She saw that he was at her mercy; and forthwith, in her zeal to protect him against any further machinations of an unworthy woman, she informed him that she had herself witnessed the meeting with Gavrolles at the Countess Aurelia’s, and had seen enough to shock and terrify her exceedingly. Then with a certain amount of nervousness, but no compunction, she admitted that, in duty to her brother, she had afterwards played the spy, and had watched from a distance, next day, the secret meeting at the Albert Memorial in Hyde Park.

Forster heard her out with a strange sickness of heart; and when she had finished he looked at her with a face so wistful, so sorrowful, that she could no longer restrain her tears.

‘Oh, James!’ she cried, ‘forget her! She was never worthy of your love. Think of those who do love you—and of your child!’

He answered her in a voice hollow but determined—

‘My first thought must be of her. What you have told me confirms me in my opinion that she is sinless. Until I find her and ask her forgiveness, I shall not rest. O Madeline! my love! my wife!’

He rushed weeping from the room. Miss Forster remained spell-bound. ‘Find her, and ask her forgiveness?’ She could scarcely believe the evidence of her ears; the idea was so utterly preposterous.

Owing to the circumstances of the case, it was impossible to advertise for the fugitive in the public journals, in any such way as would lead to her discovery and discomfiture. She had gone away of her own freewill, and any mystery attached to her disappearance was of her own making. To awaken the hue and cry for her by name would have been to set all the bells of slander pealing, and Forster was determined to spare both himself and the woman he loved so utter a humiliation.

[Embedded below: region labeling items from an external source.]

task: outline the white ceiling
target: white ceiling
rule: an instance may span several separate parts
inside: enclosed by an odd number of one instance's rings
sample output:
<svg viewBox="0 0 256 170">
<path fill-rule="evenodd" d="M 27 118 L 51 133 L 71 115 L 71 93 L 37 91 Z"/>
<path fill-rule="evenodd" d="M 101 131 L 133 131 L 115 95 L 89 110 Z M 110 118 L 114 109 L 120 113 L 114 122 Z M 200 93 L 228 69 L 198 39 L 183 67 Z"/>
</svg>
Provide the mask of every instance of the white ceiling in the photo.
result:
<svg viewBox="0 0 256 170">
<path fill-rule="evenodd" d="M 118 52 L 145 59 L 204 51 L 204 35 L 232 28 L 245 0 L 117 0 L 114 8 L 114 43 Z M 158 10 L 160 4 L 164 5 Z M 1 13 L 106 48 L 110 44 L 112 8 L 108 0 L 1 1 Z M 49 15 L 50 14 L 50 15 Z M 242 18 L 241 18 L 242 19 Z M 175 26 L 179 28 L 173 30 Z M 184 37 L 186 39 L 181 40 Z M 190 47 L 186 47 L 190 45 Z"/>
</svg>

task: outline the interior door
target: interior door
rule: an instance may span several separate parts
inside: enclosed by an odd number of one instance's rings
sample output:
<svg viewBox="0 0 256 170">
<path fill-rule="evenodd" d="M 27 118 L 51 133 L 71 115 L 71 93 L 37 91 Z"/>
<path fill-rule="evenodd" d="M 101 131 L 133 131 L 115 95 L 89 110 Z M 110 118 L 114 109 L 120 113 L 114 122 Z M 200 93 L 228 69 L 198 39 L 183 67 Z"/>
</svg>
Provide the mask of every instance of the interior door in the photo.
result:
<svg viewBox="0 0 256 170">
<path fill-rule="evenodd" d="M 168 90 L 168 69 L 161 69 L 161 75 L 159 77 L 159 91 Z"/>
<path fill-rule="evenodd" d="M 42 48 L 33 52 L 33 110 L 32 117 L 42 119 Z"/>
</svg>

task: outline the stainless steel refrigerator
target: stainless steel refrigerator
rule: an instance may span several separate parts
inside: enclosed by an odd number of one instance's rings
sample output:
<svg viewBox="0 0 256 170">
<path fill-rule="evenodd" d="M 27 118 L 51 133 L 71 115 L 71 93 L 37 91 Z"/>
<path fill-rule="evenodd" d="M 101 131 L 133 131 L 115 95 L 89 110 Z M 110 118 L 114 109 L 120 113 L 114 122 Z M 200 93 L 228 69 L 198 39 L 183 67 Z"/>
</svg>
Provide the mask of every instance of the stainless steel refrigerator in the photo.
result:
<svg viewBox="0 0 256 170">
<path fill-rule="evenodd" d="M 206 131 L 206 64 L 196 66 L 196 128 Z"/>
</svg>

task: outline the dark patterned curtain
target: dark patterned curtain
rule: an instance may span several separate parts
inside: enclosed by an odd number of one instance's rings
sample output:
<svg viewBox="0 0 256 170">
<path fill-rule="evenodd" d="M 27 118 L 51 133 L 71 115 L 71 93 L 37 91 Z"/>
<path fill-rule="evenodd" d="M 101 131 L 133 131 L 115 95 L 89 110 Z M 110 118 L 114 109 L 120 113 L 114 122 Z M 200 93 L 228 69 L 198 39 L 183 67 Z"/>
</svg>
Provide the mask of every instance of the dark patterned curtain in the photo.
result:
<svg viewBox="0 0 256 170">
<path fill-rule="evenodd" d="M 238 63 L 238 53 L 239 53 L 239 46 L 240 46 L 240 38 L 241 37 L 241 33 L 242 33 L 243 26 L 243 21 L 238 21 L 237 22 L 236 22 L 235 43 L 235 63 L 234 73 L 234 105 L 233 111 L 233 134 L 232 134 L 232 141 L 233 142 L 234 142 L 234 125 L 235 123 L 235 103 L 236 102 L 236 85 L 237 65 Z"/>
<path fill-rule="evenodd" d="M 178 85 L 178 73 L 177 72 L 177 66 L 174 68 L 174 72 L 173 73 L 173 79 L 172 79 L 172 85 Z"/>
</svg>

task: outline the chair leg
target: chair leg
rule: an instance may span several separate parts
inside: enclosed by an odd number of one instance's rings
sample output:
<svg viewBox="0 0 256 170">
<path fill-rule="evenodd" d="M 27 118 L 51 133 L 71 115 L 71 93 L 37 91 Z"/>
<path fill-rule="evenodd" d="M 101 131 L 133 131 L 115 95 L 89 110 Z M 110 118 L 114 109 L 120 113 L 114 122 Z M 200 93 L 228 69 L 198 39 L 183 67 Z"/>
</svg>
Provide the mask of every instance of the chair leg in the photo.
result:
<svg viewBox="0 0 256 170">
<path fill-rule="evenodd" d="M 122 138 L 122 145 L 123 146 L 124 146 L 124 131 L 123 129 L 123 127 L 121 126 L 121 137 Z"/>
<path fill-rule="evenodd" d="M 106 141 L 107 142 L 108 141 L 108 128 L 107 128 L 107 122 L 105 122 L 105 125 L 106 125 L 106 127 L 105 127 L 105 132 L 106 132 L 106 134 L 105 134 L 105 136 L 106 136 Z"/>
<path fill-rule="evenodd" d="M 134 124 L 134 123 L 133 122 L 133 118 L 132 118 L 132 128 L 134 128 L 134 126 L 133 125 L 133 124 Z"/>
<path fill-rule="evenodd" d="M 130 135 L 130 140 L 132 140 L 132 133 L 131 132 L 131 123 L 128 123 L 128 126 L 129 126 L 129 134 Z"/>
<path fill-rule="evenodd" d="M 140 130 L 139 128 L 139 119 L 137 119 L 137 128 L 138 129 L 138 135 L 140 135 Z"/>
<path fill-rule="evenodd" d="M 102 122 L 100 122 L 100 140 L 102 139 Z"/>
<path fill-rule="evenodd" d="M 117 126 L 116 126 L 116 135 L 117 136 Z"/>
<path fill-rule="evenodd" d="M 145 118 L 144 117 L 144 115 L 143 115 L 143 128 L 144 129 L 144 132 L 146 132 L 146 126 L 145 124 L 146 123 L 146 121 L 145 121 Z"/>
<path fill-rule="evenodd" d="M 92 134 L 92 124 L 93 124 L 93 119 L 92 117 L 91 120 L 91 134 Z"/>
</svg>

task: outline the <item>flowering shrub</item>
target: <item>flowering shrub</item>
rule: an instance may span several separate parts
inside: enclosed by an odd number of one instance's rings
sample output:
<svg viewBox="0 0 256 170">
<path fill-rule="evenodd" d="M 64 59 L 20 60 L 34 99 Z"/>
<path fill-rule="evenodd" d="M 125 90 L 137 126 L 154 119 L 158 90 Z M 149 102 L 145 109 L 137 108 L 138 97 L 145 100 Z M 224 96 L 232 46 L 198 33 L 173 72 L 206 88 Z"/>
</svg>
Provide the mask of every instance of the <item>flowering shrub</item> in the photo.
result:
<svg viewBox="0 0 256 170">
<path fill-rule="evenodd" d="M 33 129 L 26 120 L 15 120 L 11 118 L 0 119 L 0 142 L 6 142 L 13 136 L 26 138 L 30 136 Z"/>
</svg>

Nevertheless, he inserted in the ‘agony’ column of the ‘Times’ a brief appeal, signed ‘F.,’ and headed ‘Queen’s Gate,’ which the initiated only understood. Then he went to the head of a private inquiry office, conducted by a firm of ex-detectives, and secured his co-operation.

‘If she’s in London, we’ll find her, sir,’ said the chief, a jaunty, military-looking man, with a bald head and French moustache and imperial. ‘We’ll set to work at once. You say she’d no friends handy?’